A view will be for a particular type of viewmodel.

What you seem to have is a viewmodel the cares about what views are doing, which seems wrong to me.

If it were me, I'd get the view for the MainVM to display the new window, getting the MainVM to pass out the appropriate viewmodel for the new window.

This is the code I would put behind the view for the main viewmodel

class MainWindow : Window
{
     public MainWindow()
     {
          Initialize();
          DataContext = new MainVM();
     }

     public void FindCustomerClick(object sender, RoutedEventArgs args)
     {
          CustomerListView clv = new CustomerListView();
          clv.DataContext = (DataContext as MainVM).FindCustomer(search.Text);
          clv.Show();
     }
}

As you can see, the viewmodel has a method that takes a string and returns a CustomerListViewModel, which is then applied to the DataContext of a CustomerListView.

Matt Ellen
Sounds good, but also sounds fuzzy. Can you show me an example of how you would do my example right? (Ie have one window open another with some data passed between them.)
Vaccano
I will try. I'll probably have to fix it up later, as I'm doing this from my phone :)
Matt Ellen
+2  A: 

Don't reference views inside your view model. Have views create views and view models create view models.

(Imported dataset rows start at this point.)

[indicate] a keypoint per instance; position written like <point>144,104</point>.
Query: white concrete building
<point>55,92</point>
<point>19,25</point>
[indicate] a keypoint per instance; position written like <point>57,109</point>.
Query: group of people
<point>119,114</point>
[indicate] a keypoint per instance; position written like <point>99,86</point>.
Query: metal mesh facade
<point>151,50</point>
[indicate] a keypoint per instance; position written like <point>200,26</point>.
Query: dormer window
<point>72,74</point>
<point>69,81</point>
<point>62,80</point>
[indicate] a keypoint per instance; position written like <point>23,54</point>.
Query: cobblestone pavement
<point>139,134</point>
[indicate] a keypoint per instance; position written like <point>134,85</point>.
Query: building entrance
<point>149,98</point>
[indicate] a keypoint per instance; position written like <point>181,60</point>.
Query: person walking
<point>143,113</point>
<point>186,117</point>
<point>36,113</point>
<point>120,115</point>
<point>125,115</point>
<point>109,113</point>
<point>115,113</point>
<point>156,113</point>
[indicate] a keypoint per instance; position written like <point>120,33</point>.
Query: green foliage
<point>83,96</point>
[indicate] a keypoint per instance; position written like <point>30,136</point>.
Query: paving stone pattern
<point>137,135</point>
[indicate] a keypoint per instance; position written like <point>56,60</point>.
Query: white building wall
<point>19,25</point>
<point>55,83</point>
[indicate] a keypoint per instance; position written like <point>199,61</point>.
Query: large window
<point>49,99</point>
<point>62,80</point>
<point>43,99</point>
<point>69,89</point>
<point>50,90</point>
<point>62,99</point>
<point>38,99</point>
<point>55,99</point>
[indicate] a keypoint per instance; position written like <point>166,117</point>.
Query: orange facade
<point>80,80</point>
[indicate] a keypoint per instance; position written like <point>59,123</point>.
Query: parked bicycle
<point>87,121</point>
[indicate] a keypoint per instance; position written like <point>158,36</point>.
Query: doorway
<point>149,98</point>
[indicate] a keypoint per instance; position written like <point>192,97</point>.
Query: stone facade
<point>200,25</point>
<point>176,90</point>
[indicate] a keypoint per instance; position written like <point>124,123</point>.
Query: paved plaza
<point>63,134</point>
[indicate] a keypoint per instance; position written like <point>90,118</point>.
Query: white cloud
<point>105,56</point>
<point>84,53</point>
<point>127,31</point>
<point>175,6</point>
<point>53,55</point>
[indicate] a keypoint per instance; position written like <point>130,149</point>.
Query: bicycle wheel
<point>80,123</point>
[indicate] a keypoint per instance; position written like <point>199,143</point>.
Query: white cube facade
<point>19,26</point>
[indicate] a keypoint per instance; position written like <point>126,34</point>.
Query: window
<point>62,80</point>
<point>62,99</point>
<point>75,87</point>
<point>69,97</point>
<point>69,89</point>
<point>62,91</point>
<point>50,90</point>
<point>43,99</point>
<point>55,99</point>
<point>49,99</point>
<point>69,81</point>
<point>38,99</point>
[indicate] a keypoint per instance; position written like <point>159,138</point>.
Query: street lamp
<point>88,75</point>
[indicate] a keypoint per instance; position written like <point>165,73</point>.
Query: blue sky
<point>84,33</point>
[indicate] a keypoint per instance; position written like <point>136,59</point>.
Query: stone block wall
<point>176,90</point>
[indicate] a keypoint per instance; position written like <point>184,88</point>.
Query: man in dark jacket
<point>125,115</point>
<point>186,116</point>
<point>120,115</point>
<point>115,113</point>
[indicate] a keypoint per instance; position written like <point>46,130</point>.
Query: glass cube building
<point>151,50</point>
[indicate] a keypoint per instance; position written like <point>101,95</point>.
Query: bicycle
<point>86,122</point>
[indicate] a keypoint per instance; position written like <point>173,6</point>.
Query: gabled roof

A simple way to accomplish this separation of concerns is with events. The quick and dirty way to do it is to create a ChildViewModel property on your parent view model, and then handle PropertyChanged in the view, e.g.:

ParentViewModel vm = (ParentViewModel)DataContext;
vm.PropertyChanged += delegate(object sender, PropertyChangedEventArgs e)
{
    if (e.PropertyName == "ChildViewModel")
    {
        MyChildWindow w = new MyChildWindow();
        w.Show(vm.ChildViewModel);
    }
};

Now every time the parent view model changes the ChildViewModel property, the parent view will open a new child view.

A less quick, and less dirty, approach is to create a CreateViewEventHandler delegate and CreateViewEventArgs class, and make the event handler, and a protected OnCreateView method, part of your base view model class (assuming you have one). This allows the view model to be a lot more explicit about when a child window should be created.

Note that if it's important for the parent view model to know when the child view model has closed, the child view model can expose an event that the parent can subscribe to (or, again, use a property and the PropertyChanged event).

Note that in both cases, you can write unit tests that verify that the view model opens the window (i.e. raises the event) when it's supposed to without involving the views.

I haven't used any MVVM frameworks myself, but the ones I've looked at have messaging tools that are designed to facilitate this kind of thing.